The problem is now, I can't turn this thing off. Everything I see, read, or ingest flows through this new filter. The teacher filter. Can I teach it? Is it appropriate to show in class? I have been lamenting for 3 days because we have been working on philosophy in debate and I am dying to show I heart Huckabees, but there's not a rat's chance in hell that I could show it to my kids, with the language and all...My mind still won't give up the ghost...It keeps pressing me to view it and show little clips of it...the "appropriate parts" damn it. While in a theatre, viewing a film for the first time, my mind ticks and the wheels grind during the whole film generating this annoying dialogue about how to cram this awesome film into my class. And it's spreading. Now it's books, moments, t.v. shows, if there's something I enjoy, I think of how to stuff it into a learning moment for my kids. Boardgames, internet quizzes, college notes, even the fucking concept of blogging I have shoved into my classroom. Strategically, this is excellent. What's-his-bucket, you know that one education guy, dudie-mc-teaches-alot, he says that kids learn exponentially faster when you can scoffold by attaching learning to what they know and by using the things kids are already interested. Whooptie fucking do. So now I get a gold star for amazing teaching, but what I realized, after discussing the Harry Potter series with my kids is that now I can't undo the "teacher thoughts." I have been working really hard on creating some private things for myself, such as the Shield. I try really hard NOT to talk about that show with my kids, but fundamentally, even though I know I will never show the Shield to my kids, my mind still thinks about the amazing camera angles and cinematography that goes into the show. I know, I know. I should be enjoying this because I am "enjoying" the show at a whole new level. Yeah. No. Don't think so. I miss the blissfully unaware moments of loving a show because it was "good." Or just the ability to be thinking about the plot of the film or the acting in the film rather than how I can teach it later.
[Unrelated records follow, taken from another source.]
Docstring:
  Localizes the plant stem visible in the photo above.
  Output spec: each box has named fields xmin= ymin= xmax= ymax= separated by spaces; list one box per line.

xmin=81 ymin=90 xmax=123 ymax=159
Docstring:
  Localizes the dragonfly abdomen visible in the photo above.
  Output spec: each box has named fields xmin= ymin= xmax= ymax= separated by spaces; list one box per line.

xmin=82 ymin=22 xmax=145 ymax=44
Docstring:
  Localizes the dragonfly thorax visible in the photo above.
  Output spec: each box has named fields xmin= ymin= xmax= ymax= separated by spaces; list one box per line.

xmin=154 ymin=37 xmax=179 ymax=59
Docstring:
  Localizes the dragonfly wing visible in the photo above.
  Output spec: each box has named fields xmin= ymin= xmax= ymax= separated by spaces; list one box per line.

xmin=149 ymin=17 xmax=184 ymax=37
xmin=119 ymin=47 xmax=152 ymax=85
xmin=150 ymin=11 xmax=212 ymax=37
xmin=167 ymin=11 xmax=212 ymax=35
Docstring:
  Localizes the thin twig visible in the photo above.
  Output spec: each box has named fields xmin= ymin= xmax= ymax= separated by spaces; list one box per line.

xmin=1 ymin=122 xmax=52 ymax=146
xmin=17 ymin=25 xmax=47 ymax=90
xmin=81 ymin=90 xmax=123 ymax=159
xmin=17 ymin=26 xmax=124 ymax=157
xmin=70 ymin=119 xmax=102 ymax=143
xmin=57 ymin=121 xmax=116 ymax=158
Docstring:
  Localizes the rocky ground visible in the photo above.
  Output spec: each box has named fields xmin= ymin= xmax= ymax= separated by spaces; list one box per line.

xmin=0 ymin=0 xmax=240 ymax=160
Julie/Julia (can't remember which right now) Penelope talks about this type of containment. She talks about the root of patriarchy coming from the anglo thought that I can take what I love and shove it into a little box and claim it as mine. Game Over. Stick the flag in it and call out the name of your motherland, because what you have conquered is now your property. I thought and still think that part of what makes me a pretty okay teacher is the fact that I care enough about my profession to think about it outside of the school day, but I still feel a little sick to my stomach to think that I am shoving a whole series of things I love into my little shoe box profession. Enough verbage, I am annoyed at myself this evening and all of this sounds like whining, but I am just now wishing that I didn't love my job so much so that I could keep my business and private worlds seperate...

3 Comments:

Blogger genderist said...

It's a sign of passion, my dear... and that you're doing what you love.

5:50 AM  
Blogger bad shoe guy said...

I went through a lot of the same issues for a while. Everything I read or saw I tried to turn into a prose or a dramatic interpretation. I was really mad at myself for not being able to simply experience entertainment anymore. When I was in Honduras a while back (the most rockin' trip ever) I was talking to one of the guys responsible for coming up with new cigar blends. He indicated that when going through the sampling phase of the blends, he and the rest of the higher ups would smoke up to 30 cigars a day (for those of you who don't engage in this activity, let me share that it is my experience that hard core cigar smokers may smoke as many as 4 cigars in a day, and that anything over 6 is rare). I asked, "Wouldn't you lose your ability to properly evaluate cigars after a while? Wouldn't the first cigar always be the best?" To which he replied "The right ones tend to stand out. Sometimes it's even more obvious that way." That's how I feel about this process. After a while, the right things to include in your class tend to stand out, and the rest falls into a nice pile of things you can simply enjoy.

9:41 AM  
Blogger Kate Mc said...

I feel your pain. I can rarely turn off my 'historical interpreter' filter.